BTW – I hope you’ll forgive the self-congratulatory tone of the example above, but it illustrates my conundrum!
The aspect at play here is not just getting agencies to buy into the idea and figure out the right structure, but to get companies to accept it, too.
We have already entered into this type of arrangement with some clients and are actively seeking more. The concept of sharing risk/reward was one of the founding principles behind our firm as we strongly believe this is the future of the industry.
Sure doing these deals is going to be complicated, but the upside is clear. Potentially more revenue than might have been gained via time and materials and interestingly your relationship with the client is much more a true partnership. For example, we have to all agree on the strategy and creative, whereas quite often in a traditional client/agency model you have to end up “dumbing down” the original concept due to the constraints of the client.

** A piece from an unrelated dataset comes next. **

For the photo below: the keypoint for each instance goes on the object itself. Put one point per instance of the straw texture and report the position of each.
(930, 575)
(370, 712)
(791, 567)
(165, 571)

We mainly deal in the digital space where measurement of a success of a campaign is generally speaking eaiser than offline. I don’t think it is impossible to measure traditional media campaigns though, it is just traditional agencies tend to shy away from hard numbers, except if things went really well. If sales increase massively post-campaign, it was their stunning creative, if they flat lined, then they’ll wheel out research that show that brand awareness has increased, and say that sales will follow in the future.
Jon,
You bring up a fair point regarding agencies’ resistance to measurement.
Of course, there are always initiatives that are purely for brand awareness (with the implicit hope you describe that sales will follow) that I would presume require some sort of different measurement/compensation model, no?